On Wed, 16 Feb 2022 13:54:19 -0500
Steven Rostedt <[email protected]> wrote:
> That is, shutdown is called, the item is removed from the list and freed,
> but something got preempted while on the ftrace trampoline, with a
> reference to the item, and then woke up and executed the item that was
> freed.
>
> I'll look into it. Thanks for the report.
OK, I wonder if something changed with "is_kernel_core_date()"?
Because on registering, we have:
if (!is_kernel_core_data((unsigned long)ops))
ops->flags |= FTRACE_OPS_FL_DYNAMIC;
and in the shutdown, we have:
/*
* Dynamic ops may be freed, we must make sure that all
* callers are done before leaving this function.
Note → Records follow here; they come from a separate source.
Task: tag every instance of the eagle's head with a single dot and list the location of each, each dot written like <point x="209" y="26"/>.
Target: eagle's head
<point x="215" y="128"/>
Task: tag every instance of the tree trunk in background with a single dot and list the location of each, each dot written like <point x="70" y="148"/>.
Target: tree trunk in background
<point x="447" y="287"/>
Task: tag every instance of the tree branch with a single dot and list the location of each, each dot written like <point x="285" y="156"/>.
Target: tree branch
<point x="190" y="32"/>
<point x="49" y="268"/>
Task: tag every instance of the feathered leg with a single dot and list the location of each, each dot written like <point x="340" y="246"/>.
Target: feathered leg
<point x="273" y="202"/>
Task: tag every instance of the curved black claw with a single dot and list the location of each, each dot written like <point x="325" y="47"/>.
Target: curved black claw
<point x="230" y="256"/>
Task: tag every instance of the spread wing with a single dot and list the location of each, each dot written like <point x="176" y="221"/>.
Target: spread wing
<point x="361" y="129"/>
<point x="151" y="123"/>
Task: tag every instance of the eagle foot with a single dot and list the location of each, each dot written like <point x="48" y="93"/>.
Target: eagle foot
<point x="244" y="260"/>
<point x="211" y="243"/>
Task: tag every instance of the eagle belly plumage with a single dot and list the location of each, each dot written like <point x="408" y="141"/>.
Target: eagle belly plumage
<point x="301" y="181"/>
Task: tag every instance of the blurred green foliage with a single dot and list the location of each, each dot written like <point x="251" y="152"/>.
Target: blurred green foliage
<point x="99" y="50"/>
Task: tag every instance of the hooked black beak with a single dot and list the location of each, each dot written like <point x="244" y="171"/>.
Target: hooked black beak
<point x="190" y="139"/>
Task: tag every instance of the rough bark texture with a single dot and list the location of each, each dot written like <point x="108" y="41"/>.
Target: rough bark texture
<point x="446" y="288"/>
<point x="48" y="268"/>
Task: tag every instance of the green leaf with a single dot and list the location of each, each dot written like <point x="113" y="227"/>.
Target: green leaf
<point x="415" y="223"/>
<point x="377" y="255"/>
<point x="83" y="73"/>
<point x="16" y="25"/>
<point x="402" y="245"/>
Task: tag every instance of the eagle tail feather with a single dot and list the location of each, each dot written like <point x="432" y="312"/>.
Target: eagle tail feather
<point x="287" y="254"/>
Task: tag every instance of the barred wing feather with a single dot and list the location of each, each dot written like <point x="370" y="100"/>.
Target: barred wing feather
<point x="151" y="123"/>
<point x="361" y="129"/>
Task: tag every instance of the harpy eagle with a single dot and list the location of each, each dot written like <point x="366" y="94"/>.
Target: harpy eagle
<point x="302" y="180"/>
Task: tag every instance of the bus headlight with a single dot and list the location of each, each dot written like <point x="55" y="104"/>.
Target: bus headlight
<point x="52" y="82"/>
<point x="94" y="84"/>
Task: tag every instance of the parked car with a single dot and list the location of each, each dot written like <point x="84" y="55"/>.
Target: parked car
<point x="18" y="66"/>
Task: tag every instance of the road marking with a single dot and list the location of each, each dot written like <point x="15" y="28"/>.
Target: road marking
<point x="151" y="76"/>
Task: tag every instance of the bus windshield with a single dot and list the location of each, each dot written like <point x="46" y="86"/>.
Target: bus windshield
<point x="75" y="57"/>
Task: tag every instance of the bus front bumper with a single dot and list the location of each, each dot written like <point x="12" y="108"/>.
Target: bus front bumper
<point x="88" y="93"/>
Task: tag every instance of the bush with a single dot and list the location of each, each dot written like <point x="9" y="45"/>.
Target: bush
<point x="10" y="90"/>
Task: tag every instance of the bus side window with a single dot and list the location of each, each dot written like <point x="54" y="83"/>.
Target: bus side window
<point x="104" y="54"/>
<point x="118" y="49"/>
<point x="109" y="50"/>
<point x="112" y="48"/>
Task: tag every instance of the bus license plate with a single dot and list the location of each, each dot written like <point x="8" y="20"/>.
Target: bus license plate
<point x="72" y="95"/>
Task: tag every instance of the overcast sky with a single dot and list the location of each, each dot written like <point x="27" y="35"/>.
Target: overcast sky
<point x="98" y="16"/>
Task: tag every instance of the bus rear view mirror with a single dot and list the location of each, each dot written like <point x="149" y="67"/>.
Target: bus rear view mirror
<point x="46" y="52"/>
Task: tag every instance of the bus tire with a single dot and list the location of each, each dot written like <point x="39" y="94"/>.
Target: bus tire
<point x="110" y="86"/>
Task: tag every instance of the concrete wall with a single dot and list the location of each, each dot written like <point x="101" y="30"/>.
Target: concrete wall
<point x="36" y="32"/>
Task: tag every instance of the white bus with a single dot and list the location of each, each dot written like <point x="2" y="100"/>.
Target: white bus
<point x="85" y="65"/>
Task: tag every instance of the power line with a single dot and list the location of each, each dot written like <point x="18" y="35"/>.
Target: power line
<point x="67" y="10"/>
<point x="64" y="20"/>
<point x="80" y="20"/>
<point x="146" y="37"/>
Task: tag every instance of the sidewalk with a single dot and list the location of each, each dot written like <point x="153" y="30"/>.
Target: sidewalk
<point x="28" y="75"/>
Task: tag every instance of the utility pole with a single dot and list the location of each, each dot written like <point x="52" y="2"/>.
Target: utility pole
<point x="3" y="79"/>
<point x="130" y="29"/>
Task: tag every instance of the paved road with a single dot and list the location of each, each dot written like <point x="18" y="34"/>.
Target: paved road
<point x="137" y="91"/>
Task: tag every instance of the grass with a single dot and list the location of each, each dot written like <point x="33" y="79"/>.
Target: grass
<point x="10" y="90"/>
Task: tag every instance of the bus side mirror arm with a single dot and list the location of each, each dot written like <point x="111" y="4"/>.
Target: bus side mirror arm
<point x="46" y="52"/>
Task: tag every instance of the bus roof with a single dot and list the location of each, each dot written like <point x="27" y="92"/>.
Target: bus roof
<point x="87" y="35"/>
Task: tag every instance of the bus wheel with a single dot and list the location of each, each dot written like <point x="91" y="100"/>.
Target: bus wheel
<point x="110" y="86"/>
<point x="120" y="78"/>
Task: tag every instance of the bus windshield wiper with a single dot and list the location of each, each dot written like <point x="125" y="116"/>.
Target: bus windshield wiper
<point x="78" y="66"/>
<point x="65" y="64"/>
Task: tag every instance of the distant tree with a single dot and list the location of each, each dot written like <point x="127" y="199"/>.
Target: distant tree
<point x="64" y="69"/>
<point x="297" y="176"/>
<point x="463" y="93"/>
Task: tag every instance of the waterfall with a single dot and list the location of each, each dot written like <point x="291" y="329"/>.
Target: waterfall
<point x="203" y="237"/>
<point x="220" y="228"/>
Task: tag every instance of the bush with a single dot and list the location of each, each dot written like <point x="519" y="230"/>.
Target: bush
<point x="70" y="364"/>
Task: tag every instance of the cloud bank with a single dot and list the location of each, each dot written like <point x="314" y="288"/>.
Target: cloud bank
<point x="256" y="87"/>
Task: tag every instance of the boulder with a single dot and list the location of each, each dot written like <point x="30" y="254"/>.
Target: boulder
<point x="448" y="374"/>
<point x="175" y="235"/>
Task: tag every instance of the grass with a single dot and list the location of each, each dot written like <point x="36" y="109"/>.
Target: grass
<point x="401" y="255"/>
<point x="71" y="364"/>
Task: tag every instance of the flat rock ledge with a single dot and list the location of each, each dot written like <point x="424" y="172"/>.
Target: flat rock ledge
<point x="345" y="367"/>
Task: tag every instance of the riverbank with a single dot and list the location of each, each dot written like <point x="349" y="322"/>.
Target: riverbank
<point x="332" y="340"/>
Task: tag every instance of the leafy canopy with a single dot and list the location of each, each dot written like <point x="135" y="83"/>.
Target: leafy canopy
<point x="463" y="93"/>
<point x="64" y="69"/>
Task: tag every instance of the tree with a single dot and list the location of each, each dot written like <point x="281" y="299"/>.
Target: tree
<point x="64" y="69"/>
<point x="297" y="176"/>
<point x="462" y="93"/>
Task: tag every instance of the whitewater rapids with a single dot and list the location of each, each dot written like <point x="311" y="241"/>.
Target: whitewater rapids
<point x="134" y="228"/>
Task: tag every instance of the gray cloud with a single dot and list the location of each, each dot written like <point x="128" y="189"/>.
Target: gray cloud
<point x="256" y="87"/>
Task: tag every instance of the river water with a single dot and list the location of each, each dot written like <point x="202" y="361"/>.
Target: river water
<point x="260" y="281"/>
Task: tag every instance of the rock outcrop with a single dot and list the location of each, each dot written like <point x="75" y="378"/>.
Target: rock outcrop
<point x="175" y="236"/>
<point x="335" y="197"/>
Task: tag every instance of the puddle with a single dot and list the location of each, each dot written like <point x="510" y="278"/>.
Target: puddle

* The same goes for freeing the per_cpu data of the per_cpu
* ops.
*/
if (ops->flags & FTRACE_OPS_FL_DYNAMIC) {
/*
* We need to do a hard force of sched synchronization.
* This is because we use preempt_disable() to do RCU, but
* the function tracers can be called where RCU is not watching
* (like before user_exit()). We can not rely on the RCU
* infrastructure to do the synchronization, thus we must do it
* ourselves.
*/
synchronize_rcu_tasks_rude();
/*
* When the kernel is preemptive, tasks can be preempted
* while on a ftrace trampoline. Just scheduling a task on
* a CPU is not good enough to flush them. Calling
* synchronize_rcu_tasks() will wait for those tasks to
* execute and either schedule voluntarily or enter user space.
*/
if (IS_ENABLED(CONFIG_PREEMPTION))
synchronize_rcu_tasks();
free_ops:
ftrace_trampoline_free(ops);
}
If the ops is not flagged as being allocated, or if one of the rcu
synchronizations has changed and allowed for us to continue, then this
would cause what you see.
-- Steve
Steven Rostedt <[email protected]> writes:
> On Wed, 16 Feb 2022 13:54:19 -0500
> Steven Rostedt <[email protected]> wrote:
>
>> That is, shutdown is called, the item is removed from the list and freed,
>> but something got preempted while on the ftrace trampoline, with a
>> reference to the item, and then woke up and executed the item that was
>> freed.
>>
>> I'll look into it. Thanks for the report.
>
> OK, I wonder if something changed with "is_kernel_core_date()"?
>
> Because on registering, we have:
>
> if (!is_kernel_core_data((unsigned long)ops))
> ops->flags |= FTRACE_OPS_FL_DYNAMIC;
I checked, and the flag gets set here. I cannot say whether it
is also set when the system crashes, but i would expect it.